Mi desgraciado amigo el camarero, que había recobrado todo su buen humor, no
parecía turbado lo más mínimo, y se unía a la admiración general sin la menor vergüenza.
Aun no teniendo la menor duda de él, esto podia haberme hecho dudar; pero creo que,
con la sencilla confianza de los niños y el natural respeto que se tiene a esa edad por los
que son mayo res (cualidad que me entristece mucho ver que los niños pierden tan
prematuramente), no se me ocurrió sospechar de él ni aun entonces.
Sin embargo, debo confesar que me molestaba mucho ser el objeto de las bromas entre
el cochero y el conductor, y estar oyéndoles, sin poder protestar, decir cosas como que el
coche se inclinaba por el peso hacia donde yo estaba, y que sería mucho mejor para mí
viajar en furgón. La historia de mi supuesto apetito se extendió pronto entre los viajeros,
a los que también divirtió mucho, y me preguntaban si en la escuela iba a pagar como si
fuésemos dos hermanos o tres, y que si el contrato lo habían hecho en las mismas
condicio nes que para los demás, y otras muchas cosas semejantes. Pero lo peor de todo
era que estaba convencido de que no me atrevería a comer nada cuando llegara la hora, y
que, después de haber comido poco, tendría que aguantar toda la noche el hambre, pues
en mi prisa había dejado olvidados los pasteles de Peggotty en el hotel. En efecto, mis
temores se confirmaron; pues cuando nos detuvimos para cenar, no tuve valor para tomar
nada, aunque tenía hambre, y me senté al lado de la chimenea, diciendo que no quería
nada.

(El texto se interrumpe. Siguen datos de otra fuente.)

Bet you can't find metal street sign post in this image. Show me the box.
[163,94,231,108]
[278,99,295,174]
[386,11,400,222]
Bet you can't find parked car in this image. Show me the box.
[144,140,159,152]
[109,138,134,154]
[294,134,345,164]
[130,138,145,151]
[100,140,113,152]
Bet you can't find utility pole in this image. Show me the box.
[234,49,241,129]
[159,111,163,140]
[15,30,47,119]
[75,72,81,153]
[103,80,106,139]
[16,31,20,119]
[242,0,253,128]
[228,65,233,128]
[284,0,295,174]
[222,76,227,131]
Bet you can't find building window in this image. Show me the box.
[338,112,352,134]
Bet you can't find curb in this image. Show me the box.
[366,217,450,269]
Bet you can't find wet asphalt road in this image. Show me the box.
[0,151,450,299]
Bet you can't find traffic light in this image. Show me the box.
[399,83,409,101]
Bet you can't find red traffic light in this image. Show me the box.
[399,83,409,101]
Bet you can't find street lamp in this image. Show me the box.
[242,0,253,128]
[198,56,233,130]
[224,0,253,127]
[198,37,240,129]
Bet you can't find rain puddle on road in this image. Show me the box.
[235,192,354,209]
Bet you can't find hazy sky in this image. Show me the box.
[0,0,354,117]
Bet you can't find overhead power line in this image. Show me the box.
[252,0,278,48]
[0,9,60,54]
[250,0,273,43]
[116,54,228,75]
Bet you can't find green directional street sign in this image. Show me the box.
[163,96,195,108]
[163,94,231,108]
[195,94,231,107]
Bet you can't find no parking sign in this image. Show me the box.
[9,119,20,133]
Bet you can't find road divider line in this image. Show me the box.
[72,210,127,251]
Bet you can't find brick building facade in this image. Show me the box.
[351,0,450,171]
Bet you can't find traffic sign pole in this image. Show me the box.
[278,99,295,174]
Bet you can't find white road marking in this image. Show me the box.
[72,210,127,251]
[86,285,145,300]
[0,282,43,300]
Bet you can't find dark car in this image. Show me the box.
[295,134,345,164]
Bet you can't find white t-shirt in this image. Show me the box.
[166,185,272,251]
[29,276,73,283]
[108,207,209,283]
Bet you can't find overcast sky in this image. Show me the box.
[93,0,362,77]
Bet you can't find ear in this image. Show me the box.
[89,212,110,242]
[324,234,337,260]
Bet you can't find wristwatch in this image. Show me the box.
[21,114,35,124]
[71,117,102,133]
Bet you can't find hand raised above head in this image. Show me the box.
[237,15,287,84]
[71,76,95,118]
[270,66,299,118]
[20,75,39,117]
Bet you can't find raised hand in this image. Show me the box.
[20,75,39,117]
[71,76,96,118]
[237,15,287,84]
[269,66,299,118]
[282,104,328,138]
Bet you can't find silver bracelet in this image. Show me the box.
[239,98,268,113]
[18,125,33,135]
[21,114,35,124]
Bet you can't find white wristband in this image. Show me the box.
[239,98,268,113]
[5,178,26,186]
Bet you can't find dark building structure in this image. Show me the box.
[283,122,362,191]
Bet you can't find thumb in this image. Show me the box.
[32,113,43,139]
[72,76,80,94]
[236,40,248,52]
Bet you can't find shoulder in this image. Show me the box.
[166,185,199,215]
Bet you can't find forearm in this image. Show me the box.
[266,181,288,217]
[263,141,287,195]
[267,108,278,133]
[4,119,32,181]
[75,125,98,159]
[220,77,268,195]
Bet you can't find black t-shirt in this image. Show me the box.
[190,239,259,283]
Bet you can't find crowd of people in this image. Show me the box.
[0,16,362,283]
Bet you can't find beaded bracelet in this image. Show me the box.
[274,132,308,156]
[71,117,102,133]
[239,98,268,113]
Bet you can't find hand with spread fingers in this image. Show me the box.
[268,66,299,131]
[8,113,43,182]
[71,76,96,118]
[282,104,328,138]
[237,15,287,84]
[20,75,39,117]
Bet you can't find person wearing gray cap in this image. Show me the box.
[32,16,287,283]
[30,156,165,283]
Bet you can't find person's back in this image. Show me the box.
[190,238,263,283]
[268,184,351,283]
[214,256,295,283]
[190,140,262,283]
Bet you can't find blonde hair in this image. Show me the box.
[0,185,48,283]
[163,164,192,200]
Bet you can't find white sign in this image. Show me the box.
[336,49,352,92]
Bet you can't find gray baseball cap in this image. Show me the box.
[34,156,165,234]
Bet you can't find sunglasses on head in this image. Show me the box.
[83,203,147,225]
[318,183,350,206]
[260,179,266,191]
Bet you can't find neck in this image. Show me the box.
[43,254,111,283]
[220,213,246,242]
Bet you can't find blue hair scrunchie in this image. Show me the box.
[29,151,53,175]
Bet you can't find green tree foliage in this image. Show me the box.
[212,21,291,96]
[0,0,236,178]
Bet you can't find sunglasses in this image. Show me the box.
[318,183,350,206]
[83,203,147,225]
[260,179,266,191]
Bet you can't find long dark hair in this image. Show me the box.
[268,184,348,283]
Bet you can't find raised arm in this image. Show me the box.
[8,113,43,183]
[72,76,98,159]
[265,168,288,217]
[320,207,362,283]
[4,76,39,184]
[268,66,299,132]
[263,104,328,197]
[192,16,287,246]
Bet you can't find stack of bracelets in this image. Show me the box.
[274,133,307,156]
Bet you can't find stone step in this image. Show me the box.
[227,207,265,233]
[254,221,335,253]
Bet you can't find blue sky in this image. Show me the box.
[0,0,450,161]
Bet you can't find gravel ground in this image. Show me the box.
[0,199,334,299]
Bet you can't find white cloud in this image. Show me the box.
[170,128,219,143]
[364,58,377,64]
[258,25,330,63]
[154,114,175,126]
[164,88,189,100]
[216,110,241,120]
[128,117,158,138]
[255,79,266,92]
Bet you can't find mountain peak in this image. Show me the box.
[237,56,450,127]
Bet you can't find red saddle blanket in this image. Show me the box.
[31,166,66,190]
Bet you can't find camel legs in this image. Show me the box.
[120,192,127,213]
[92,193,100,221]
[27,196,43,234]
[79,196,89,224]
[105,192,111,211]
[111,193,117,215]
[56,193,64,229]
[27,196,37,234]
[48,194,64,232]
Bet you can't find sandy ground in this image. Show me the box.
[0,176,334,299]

Esto no me libró de nuevas bromas, pues un caballero de voz ronca y rostro rojizo,
que había estado comiendo sandwiches todo el camino, excepto cuando bebía vino, dijo
que yo debía de ser como las boas, que en una comida tornan lo suficiente para unos
cuantos días; después de lo cual se sirvió un trozo enorme de carne cocida.
Habíamos salido de Yarmouth a las tres de la tarde y debíamos llegar a Londres a eso
de las ocho de la mañana si: Terminaba el verano y la noche era hermosa.
Cuando atravesábamos una aldea, yo trataba de figurarme cómo sería el interior de sus
casas y los que las habitaban; y cuando los chicos se encaramaban en el estribo de la diligencia, pensaba si tendrían padres y si serían felices en sus casas. Como se ve, no dejaba
de pensar un momento, aunque lo que más me preocupaba era el sitio donde me dirigía,
horrible motivo de reflexión. A veces recuerdo que me po nía a pensar en mi casa y en
Peggotty, y trataba confusamente de recordar cómo sentía y qué clase de niño era antes
de haber mordido a míster Murdstone; pero no lo conseguía. Me parecía que aquello
databa de la más remota antigüedad.
La noche fue menos alegre que la tarde, porque hacía frío. A mí me colocaron entre dos
caballeros (el de la cara roja y otro), por precaución no me fuera a caer. Y aquellos dos
señores, a cada cabezada que daban al dormir casi me despachurraban. Algunas veces me
oprimían tanto, que no podía por menos de gritar: «¡Oh, por favor»!, lo que les molestaba
extraordinariamente.
Enfrente llevaba a una señora vieja, envuelta en una capa de piel, y que en la oscuridad
más parecía un almiar que una señora, de tal modo iba empaquetada. Dicha señora
llevaba consigo una cesta que durante mucho tiempo estuvo sin saber dónde ponerla,
hasta que se le ocurrió meterla debajo de mis piernas, que eran las más cortitas. Aquello
era un horrible tormento y me hacía desgraciado, pues no dejaba de rozarme un instante.
Al menor movimiento la loza que contenía la cesta chocaba contra alguna otra cosa, y
entonces la señora me daba un golpe terrible con el pie y me decía:
-¿Quieres estarte quieto? ¡Tan chico y tan inquieto!
Por último, empezó a amanecer, y entonces me pareció que mis compañeros dormían
más tranquilos, desapareciendo las dificultades con que luchaban durante la noche y que
habían encontrado expresión en los más horribles ronquidos y resoplidos concebibles.
Conforme el sol subía, su sueño era más ligero, y poco a poco se iban despertando.